> Shirley Collins > Songs > Blackbirds and Thrushes / The Lover’s Complaint

Blackbirds and Thrushes

[ Roud 12657 ; Master title: Blackbirds and Thrushes ; Ballad Index ShH36 ; VWML CJS2/10/255 , CJS2/10/932 ; Bodleian Roud 12657 ; trad.]

Isla Cameron sang Blackbirds and Thrushes on her and Ewan MacColl’s 1958 Riverside album English and Scottish Love Songs. A.L. Lloyd noted:

Cecil Sharp obtained this song in Somerset; the Irish musician, Petrie, heard it long before, in 1840. Whether it is English by birth or merely by adoption, we do not know, but there are few more effective lamentations against the tragedy of war than this sweet modest song.
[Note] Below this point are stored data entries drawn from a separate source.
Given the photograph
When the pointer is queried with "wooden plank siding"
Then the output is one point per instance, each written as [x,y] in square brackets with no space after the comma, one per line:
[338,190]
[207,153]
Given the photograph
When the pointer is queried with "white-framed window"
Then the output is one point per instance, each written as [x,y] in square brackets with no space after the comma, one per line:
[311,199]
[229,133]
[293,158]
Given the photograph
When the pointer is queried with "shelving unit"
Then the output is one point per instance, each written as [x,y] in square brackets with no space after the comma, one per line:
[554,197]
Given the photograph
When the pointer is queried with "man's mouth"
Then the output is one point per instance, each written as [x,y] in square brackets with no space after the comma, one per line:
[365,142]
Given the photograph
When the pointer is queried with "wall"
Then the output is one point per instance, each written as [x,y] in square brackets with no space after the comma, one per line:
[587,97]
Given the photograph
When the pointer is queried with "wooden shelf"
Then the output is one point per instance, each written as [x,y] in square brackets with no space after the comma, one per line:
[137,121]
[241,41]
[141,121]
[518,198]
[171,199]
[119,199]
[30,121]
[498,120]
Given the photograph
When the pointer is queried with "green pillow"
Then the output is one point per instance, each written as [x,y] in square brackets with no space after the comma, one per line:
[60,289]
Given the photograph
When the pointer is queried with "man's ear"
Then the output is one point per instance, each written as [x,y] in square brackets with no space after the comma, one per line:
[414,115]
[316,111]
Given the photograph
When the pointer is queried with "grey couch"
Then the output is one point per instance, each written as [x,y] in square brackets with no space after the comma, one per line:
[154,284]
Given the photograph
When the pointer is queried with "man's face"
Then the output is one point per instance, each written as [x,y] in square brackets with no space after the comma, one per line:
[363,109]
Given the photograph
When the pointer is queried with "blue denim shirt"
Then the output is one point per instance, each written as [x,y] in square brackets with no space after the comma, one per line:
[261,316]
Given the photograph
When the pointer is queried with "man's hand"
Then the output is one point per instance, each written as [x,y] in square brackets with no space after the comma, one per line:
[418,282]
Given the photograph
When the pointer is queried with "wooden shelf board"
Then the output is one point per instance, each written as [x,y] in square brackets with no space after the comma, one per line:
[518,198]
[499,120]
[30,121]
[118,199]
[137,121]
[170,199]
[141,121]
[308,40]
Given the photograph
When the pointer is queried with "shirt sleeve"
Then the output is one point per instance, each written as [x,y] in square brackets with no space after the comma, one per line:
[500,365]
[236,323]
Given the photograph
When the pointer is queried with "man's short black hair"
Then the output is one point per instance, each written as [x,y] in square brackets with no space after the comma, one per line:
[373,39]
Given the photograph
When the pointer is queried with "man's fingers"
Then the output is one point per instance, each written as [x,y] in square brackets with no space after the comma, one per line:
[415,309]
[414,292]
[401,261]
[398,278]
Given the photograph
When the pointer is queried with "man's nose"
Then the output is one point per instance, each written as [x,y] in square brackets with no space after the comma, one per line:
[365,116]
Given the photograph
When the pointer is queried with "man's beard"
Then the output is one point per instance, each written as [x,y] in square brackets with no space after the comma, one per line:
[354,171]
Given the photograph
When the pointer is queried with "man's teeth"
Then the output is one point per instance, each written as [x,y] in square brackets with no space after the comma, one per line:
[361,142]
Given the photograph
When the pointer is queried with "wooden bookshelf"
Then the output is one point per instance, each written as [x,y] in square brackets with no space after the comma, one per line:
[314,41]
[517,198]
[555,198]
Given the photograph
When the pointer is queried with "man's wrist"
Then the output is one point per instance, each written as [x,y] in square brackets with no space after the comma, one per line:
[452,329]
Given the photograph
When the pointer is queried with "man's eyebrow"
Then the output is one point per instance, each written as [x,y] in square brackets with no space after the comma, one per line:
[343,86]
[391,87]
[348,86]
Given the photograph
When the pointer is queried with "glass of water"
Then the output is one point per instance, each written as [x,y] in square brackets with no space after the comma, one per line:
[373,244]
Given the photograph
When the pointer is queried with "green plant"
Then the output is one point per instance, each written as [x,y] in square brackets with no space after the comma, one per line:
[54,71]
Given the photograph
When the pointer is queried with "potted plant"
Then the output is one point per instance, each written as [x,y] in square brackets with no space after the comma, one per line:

Shirley Collins sang Blackbirds and Thrushes in 1959 on her first LP, Sweet England. The album’s notes comment:

An English lyric song from Sharp’s collection of English Folk Songs.

Lyrics

Shirley Collins sings Blackbirds and Thrushes

As I was a-walking for my recreation,
Down by the green meadows I silently strayed.
There I met a fair maid making great lamentation,
“Oh, Jimmy will be slain in the wars I’m afraid.”

The blackbirds and thrushes sing in the green bushes,
The larks and the doves seem to mourn for this maid.
And the song she sang was concerning her lover;
“Oh, Jimmy will be slain in the wars I’m afraid.”

When Jimmy returned with his heart full of yearning,
He found his dear Mary all dead in her grave.
He cried, “I’m forsaken, my poor heart is breaking,
I wish that I never had left this fair maid.”